Un informe oficial del Departamento de Seguridad Nacional revela que unas 600 embarcaciones ‘go-fast’ operan en el estrecho de Gibraltar, mientras las mafias evitan acercarse a la costa española.

La principal ruta del hachís hacia Europa vuelve a latir con fuerza en el estrecho de Gibraltar. Así lo advierte el último Informe Anual de Seguridad Nacional 2025, hecho público por el Departamento de Seguridad Nacional (DSN), dependiente de La Moncloa, apenas cinco días después de que dos guardias civiles fallecieran en aguas de Huelva mientras perseguían a una narcolancha.

Lejos de tratarse de un análisis sensacionalista o académico, el documento —históricamente cauto al referirse a Marruecos— es concluyente: el país vecino se consolida como el “principal productor mundial de hachís” y, durante el pasado año, la ruta de exportación hacia España “parece haberse reactivado”.

Más rendimiento con menos tierra

Aunque desde principios de siglo se ha reducido la superficie de cultivo de cannabis en el Rif marroquí, los narcotraficantes han compensado esa pérdida con un aumento drástico del rendimiento por hectárea. Según las principales estimaciones recogidas por el DSN, la producción anual de hachís oscila actualmente entre las 2.500 y 3.000 toneladas, a las que se suma una cantidad creciente de marihuana, pese a que en este último segmento Marruecos no lidera el mercado global.

La estrategia del miedo: operar desde Marruecos

Una de las novedades más relevantes que subraya el informe es el cambio táctico de las organizaciones criminales. Ante “el temor de perder embarcaciones, con el consiguiente menoscabo económico”, los narcos han decidido operar directamente desde Marruecos, evitando acercar sus naves a las costas españolas para minimizar el riesgo de ser interceptados.

Esto no significa que el alijo en playa haya desaparecido. Al contrario, el DSN señala que los traficantes recurren a una flota auxiliar de pequeñas semirrígidas, pesqueros, veleros, embarcaciones recreativas e incluso yates para introducir la droga en puertos pesqueros, deportivos o mediante los tradicionales desembarcos en playas.

Portugal, el nuevo astillero del narco

Otra revelación sin precedentes del informe es la estimación oficial del número de embarcaciones dedicadas al narcotráfico. Desde el Centro de Operaciones y Vigilancia de Acción Marítima de la Armada, dependiente del DSN, se ha identificado a “más de 600 embarcaciones de tipo go-fast” sospechosas de participar en operaciones de tráfico de estupefacientes, principalmente en el área del estrecho de Gibraltar.

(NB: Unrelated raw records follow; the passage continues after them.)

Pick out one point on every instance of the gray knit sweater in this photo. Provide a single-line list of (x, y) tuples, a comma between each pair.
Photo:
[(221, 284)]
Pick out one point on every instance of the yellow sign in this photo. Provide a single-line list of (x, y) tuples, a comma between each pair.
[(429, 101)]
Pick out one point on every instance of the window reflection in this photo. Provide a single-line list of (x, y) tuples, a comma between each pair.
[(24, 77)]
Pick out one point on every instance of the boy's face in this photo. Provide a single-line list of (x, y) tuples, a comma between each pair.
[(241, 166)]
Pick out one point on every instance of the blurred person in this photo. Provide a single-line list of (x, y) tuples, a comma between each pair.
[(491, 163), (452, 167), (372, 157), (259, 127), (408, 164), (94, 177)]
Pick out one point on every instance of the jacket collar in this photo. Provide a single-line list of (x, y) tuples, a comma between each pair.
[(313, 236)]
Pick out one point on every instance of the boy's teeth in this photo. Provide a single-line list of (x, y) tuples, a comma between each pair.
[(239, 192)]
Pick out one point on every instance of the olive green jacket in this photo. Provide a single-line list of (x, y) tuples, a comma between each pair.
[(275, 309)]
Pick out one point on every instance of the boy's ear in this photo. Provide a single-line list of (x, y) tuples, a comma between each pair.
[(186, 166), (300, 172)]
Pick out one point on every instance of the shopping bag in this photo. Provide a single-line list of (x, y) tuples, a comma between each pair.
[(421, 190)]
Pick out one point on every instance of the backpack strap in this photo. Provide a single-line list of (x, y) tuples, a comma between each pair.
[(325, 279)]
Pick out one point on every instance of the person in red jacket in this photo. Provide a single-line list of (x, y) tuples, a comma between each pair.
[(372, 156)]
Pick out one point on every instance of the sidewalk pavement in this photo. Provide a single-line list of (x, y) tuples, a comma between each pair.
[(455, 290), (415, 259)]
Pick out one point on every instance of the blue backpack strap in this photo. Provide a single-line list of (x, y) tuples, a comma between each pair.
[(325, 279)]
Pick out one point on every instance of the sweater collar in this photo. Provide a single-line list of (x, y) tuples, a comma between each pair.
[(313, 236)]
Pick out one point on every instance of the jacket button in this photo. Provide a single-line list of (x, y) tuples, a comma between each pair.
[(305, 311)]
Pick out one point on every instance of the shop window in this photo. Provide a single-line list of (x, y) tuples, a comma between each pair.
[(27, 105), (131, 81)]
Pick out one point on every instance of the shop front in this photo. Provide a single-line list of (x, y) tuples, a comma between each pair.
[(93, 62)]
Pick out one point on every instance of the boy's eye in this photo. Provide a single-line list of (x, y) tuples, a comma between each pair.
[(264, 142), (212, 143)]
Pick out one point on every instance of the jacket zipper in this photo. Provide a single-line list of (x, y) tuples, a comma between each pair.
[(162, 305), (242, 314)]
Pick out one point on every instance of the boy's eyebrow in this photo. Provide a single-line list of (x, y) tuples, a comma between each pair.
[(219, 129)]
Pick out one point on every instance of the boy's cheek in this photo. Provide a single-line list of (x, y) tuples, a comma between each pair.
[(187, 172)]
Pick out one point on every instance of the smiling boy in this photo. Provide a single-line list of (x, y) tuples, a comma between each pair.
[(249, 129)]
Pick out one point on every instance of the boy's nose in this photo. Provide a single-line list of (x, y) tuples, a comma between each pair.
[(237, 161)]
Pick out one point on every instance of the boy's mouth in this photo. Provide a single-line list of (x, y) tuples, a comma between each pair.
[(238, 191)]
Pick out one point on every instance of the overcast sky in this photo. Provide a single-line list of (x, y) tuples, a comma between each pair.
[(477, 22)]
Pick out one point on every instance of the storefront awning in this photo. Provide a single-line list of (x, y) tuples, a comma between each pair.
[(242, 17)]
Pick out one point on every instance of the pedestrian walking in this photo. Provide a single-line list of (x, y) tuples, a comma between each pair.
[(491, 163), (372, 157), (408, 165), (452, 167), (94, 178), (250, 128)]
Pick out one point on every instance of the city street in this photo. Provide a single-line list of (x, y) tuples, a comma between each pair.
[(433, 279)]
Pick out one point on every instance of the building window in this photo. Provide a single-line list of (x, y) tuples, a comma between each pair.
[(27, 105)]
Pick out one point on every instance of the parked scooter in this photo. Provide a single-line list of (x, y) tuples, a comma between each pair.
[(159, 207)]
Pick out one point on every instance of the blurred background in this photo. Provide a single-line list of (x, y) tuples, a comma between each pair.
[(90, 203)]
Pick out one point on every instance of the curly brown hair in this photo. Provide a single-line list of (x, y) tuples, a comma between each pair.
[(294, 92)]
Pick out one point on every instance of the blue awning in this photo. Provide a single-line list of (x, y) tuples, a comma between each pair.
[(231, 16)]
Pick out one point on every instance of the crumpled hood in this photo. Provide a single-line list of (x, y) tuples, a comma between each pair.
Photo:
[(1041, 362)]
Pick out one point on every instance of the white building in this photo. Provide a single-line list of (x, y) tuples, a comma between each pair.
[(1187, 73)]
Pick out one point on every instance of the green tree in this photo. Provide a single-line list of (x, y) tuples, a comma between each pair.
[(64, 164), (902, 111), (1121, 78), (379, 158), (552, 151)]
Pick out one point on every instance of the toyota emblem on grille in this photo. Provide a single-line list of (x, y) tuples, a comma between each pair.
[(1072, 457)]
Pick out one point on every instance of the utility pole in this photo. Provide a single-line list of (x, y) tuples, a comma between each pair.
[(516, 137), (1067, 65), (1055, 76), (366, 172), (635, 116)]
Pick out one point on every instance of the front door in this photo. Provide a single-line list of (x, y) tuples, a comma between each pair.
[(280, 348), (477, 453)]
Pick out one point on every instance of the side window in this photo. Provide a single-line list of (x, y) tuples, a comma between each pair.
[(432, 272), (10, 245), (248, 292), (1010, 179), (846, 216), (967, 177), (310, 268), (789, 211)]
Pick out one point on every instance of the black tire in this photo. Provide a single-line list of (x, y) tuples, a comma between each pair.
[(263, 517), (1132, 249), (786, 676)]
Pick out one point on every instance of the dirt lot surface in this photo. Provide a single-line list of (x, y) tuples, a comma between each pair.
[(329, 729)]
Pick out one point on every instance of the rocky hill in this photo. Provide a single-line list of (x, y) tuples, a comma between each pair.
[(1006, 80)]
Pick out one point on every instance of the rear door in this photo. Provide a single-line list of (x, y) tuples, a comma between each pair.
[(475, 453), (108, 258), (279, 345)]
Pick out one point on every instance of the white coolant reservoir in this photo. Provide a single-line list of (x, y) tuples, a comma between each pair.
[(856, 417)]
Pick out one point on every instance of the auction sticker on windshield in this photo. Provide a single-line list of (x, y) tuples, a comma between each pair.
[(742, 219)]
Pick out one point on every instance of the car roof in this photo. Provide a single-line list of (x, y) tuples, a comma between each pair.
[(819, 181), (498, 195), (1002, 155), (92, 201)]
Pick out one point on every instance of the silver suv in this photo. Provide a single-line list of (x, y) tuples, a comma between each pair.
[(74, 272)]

Nunca antes una autoridad española había ofrecido una cifra tan concreta. Pero lo más llamativo es el origen de estas naves: fabricadas ahora en Portugal, según confirma el informe, lo que evidencia la capacidad de adaptación y movilidad de las redes criminales más allá de las fronteras tradicionales.

Un desafío creciente para la seguridad nacional

El documento del DSN, que analiza todas las amenazas que acechan a España, dedica un número creciente de páginas al narcotráfico, equiparándolo ya a una cuestión de seguridad nacional en toda regla. La muerte de los dos agentes en Huelva ha sido un trágico recordatorio de la violencia creciente en el mar.

Las autoridades temen que, con la reactivación de la ruta y la modernización de la flota narco, los episodios de persecución y los enfrentamientos en el Estrecho se intensifiquen durante los próximos meses. Mientras tanto, Marruecos sigue siendo el epicentro de una producción que no cesa, y España, la puerta de entrada de un negocio que mueve miles de millones de euros al año.